People with Down’s Syndrome are born with an extra chromosome that limits intellectual function and can cause health issues such as intestinal problems and heart and vision defects. This condition, which occurs in 1 out of 800 births world births, was not always known as Down’s Syndrome (or, in the U.S.A, Down Syndrome). In an essay written in 1866, the English doctor whose name is now associated with the disorder, Dr. John Langdon Down, called people who had it ‘Mongoloids’ because their facial features were like those of the Mongolian race. This term fell out of favour in the 1960s, when it began to be considered derogatory. The condition was re-named for Dr. Down in 1965 at the urging of both Down’s grandson and the People’s Republic of Mongolia.

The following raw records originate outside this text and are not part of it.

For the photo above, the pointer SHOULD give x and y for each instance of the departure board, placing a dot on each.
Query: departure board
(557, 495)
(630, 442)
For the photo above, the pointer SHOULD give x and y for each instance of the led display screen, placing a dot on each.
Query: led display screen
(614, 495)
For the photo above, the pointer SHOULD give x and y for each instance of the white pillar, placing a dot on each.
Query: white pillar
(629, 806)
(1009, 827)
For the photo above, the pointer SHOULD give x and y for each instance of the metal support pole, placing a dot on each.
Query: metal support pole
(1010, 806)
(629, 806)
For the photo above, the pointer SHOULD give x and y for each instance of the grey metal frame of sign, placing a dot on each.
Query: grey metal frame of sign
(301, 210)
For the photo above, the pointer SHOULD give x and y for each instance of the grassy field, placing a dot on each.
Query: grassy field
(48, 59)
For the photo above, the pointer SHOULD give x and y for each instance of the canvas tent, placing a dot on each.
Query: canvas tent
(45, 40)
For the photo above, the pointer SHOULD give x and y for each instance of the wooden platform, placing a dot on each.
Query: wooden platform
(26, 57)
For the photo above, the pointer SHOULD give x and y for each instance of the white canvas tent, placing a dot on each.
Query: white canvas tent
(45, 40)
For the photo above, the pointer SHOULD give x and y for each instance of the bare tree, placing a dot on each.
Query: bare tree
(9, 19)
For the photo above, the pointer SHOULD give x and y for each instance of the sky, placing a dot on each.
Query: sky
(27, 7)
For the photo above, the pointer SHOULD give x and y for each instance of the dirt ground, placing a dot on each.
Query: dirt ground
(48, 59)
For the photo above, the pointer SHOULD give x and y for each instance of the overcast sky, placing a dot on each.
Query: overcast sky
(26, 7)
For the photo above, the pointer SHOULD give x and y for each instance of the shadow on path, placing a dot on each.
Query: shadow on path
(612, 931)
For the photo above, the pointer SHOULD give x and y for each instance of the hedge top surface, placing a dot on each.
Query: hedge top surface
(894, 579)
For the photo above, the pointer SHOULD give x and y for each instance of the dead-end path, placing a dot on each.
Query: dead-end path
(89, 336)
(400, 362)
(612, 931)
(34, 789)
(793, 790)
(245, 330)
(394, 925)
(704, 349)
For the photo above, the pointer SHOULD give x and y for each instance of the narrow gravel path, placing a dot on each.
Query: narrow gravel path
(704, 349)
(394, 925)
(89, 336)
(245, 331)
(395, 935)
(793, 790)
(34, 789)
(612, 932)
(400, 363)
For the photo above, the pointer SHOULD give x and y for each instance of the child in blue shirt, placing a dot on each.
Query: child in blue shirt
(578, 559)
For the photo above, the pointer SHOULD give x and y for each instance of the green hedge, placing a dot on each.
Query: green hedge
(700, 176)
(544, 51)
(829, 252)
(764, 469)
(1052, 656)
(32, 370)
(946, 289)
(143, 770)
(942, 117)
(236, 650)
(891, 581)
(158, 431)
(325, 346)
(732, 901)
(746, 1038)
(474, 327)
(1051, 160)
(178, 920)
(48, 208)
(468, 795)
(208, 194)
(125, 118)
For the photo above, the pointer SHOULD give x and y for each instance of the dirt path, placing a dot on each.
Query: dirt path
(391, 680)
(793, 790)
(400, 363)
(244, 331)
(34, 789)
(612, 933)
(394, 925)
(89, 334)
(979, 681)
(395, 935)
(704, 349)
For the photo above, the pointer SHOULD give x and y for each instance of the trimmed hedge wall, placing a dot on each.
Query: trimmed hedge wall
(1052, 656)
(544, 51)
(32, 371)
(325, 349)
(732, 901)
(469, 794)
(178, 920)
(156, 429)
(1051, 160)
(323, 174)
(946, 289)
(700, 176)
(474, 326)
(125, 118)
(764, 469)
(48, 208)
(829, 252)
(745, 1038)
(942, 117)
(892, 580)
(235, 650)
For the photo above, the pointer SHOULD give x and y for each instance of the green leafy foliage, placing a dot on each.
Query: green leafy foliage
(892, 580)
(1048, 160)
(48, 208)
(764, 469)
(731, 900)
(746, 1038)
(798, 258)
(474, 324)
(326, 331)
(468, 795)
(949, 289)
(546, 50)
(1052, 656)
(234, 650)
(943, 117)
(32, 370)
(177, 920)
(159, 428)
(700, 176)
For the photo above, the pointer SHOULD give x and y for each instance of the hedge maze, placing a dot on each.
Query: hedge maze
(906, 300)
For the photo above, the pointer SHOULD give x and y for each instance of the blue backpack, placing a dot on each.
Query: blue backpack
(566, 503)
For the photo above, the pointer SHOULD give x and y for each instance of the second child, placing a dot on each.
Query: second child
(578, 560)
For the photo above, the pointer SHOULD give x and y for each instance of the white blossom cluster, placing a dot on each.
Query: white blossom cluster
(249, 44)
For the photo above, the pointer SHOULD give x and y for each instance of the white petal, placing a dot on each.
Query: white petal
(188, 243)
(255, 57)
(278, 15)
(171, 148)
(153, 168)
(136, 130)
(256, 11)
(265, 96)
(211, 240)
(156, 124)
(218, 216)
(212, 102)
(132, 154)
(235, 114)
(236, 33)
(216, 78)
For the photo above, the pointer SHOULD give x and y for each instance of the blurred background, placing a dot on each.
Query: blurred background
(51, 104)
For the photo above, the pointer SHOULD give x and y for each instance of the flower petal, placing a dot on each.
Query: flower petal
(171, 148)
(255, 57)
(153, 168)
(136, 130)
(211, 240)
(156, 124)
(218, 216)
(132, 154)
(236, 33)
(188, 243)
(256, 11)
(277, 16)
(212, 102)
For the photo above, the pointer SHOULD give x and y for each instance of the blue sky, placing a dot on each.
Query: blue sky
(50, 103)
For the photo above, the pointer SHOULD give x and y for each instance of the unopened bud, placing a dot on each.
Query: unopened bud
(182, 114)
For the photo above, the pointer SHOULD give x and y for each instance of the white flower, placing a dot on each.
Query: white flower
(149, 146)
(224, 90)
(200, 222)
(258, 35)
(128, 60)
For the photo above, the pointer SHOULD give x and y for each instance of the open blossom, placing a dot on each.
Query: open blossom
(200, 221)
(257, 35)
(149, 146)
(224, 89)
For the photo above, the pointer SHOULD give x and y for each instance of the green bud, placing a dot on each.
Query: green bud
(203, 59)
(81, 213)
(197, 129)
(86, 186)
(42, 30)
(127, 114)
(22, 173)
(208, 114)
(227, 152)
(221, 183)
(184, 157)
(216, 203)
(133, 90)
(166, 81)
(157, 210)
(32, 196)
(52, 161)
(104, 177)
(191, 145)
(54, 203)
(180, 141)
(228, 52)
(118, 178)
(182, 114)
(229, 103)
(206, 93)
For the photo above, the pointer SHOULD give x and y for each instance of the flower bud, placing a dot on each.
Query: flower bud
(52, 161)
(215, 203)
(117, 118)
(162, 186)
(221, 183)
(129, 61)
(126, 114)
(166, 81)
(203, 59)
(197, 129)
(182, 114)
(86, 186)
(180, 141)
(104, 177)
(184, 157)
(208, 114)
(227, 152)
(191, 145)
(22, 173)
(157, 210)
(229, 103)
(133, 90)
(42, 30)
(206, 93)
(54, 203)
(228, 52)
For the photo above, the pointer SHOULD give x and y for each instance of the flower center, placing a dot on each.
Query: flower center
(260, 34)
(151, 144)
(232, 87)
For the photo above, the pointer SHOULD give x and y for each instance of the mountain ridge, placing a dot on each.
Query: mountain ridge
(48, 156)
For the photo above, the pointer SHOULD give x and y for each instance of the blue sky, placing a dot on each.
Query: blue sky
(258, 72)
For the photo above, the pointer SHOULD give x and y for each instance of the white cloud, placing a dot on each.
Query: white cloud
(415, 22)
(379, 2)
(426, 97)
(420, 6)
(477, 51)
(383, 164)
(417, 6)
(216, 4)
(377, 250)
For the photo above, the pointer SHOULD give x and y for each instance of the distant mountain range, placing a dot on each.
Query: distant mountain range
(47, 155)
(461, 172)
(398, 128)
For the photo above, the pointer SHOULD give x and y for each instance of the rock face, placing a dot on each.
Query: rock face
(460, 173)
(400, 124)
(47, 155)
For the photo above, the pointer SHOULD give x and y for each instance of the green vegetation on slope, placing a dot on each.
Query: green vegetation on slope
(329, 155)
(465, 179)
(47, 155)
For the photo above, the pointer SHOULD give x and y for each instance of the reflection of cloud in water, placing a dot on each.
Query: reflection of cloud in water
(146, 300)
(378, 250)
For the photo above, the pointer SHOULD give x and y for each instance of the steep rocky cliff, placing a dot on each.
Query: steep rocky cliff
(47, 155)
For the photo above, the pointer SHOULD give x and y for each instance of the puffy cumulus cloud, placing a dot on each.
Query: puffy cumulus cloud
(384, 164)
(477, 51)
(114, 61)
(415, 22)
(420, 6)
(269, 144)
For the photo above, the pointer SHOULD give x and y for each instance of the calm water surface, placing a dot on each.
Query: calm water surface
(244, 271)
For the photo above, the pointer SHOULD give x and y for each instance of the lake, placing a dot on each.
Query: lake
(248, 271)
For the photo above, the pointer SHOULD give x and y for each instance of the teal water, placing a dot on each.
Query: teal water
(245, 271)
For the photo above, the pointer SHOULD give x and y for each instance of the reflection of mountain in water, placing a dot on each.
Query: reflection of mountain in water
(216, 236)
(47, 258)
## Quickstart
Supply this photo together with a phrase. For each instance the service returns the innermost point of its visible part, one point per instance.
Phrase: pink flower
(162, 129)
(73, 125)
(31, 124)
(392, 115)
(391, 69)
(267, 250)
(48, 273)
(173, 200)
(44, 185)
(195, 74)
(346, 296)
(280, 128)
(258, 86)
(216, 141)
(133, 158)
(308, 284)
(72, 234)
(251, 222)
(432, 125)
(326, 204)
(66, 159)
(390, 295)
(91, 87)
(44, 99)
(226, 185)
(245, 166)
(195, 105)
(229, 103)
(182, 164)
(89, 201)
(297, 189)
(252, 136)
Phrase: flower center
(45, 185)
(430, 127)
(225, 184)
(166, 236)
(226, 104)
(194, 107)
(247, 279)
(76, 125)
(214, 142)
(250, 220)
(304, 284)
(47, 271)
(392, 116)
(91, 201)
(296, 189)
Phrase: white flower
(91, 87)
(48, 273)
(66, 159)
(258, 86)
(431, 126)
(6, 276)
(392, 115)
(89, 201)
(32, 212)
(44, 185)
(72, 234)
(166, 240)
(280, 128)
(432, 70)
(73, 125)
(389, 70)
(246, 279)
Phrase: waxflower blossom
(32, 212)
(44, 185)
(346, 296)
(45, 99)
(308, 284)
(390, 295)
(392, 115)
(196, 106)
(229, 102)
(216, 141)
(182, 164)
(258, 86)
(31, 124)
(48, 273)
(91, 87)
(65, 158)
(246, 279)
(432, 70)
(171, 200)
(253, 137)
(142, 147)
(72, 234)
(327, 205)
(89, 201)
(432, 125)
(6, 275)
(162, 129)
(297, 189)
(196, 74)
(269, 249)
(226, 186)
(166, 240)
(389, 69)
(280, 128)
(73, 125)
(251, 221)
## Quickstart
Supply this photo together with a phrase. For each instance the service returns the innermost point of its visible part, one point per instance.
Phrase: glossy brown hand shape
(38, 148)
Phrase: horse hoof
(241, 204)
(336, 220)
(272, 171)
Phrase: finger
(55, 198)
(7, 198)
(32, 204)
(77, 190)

Down’s Syndrome existed long before it had any sort of name however. In a 16th century painting, The Adoration of the Christ Child, one of the little angels beside Mary has features resembling those of a child with Down’s Syndrome. Unfortunately, such children were not usually so highly regarded. Throughout history, they were killed, abandoned, institutionalized, sterilized, ostracized, and kept out of sight to such an extent that in 1929, their life expectancy was only nine years. In Nazi Germany, they were among those with mental and physical handicaps who were euthanized in ‘mercy killings’ designed to relieve them of the burden of an ‘unworthy life’, and ‘improve’ the human race. And while it was the Nazis who did this on a horrifically large scale, the practice was not confined to them. The eugenics movement was popular in other countries too, and both before, and after, WW II there were doctors who encouraged parents who gave birth to ‘defective’ offspring to let them die. Most were unwilling though, so by the 1970s, the life expectancy for people with Down’s Syndrome had risen to twenty-five years and their families had become much more vocal about having them receive more care and consideration, and much better education.
As it result, it was found that Down’s Syndrome children were capable of achieving far more than had ever been thought possible. They now go to school, participate in sports and other recreational activities, make their own decisions, form relationships, hold down jobs, and live independently with a life expectancy of fifty to sixty years and beyond.